Beyond the new terminal, the airport plans to reconfigure existing concourses by consolidating concessions in higher-traffic areas and shifting dining closer to gates, where passengers spend the most time. Retail will move closer to checkpoints and main circulation paths to capture impulse purchases.
Contracts and competition
The structure of the program will remain consolidated. The airport’s 66 units are currently grouped into 11 contracts, and future solicitations are expected to bundle multiple locations into single awards.
That model favors larger operators capable of managing multiple units across different terminals.
“Our selection process is not the typical leasing process,” Noyes said. “It will be a public procurement process.”
Operators will compete through a formal request-for-proposals process, with awards approved by the Hillsborough County Aviation Authority board.
Running a concession inside the airport also carries different economics than a street location. Operators must staff from the first flight of the day through the last and navigate security, logistics and centralized delivery systems, along with rent structures tied to minimum guarantees and percentage-of-sales agreements.
Small business participation in flux
The rebid comes as federal changes reshape how small and disadvantaged businesses participate in airport concessions.
“The program is in flux because of comprehensive changes to the certification process,” said Lalita McMillan, assistant general counsel overseeing business opportunity programs.
New participation goals have been paused nationwide while firms undergo recertification.

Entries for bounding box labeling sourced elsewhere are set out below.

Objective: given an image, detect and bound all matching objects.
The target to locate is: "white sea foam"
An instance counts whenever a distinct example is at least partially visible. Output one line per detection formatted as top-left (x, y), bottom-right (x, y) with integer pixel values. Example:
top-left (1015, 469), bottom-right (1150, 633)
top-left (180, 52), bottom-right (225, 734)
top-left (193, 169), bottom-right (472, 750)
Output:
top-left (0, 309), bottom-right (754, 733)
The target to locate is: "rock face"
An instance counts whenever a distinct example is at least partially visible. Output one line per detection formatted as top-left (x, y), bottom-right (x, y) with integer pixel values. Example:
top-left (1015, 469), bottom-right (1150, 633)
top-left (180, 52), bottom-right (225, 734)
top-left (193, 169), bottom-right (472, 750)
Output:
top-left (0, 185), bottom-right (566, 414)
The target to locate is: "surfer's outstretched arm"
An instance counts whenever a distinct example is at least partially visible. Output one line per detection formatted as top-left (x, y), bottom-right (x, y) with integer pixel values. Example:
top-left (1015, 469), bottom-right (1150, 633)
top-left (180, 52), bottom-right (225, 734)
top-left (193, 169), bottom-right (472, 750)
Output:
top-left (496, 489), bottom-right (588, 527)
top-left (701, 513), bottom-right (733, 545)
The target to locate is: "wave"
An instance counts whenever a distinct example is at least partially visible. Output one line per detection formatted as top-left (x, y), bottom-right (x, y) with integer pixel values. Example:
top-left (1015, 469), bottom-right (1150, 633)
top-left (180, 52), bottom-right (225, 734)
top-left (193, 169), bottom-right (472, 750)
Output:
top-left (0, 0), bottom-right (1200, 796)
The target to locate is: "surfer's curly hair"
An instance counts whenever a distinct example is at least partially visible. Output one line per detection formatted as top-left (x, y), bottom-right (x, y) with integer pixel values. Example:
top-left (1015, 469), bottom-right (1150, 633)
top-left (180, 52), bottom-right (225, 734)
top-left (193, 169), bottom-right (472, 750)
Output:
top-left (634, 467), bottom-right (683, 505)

Tampa International will begin its own review May 1, with a 60-day evaluation period.
Airport officials said they intend to maintain small business participation once federal requirements stabilize.
“Our goal is to continue to include opportunities for small businesses,” McMillan said.
The airport is finalizing merchandising plans and financial models ahead of the release of its leasing strategy.
The first request for proposals is expected by year-end, marking the start of a multiyear reset of one of the airport’s largest revenue streams.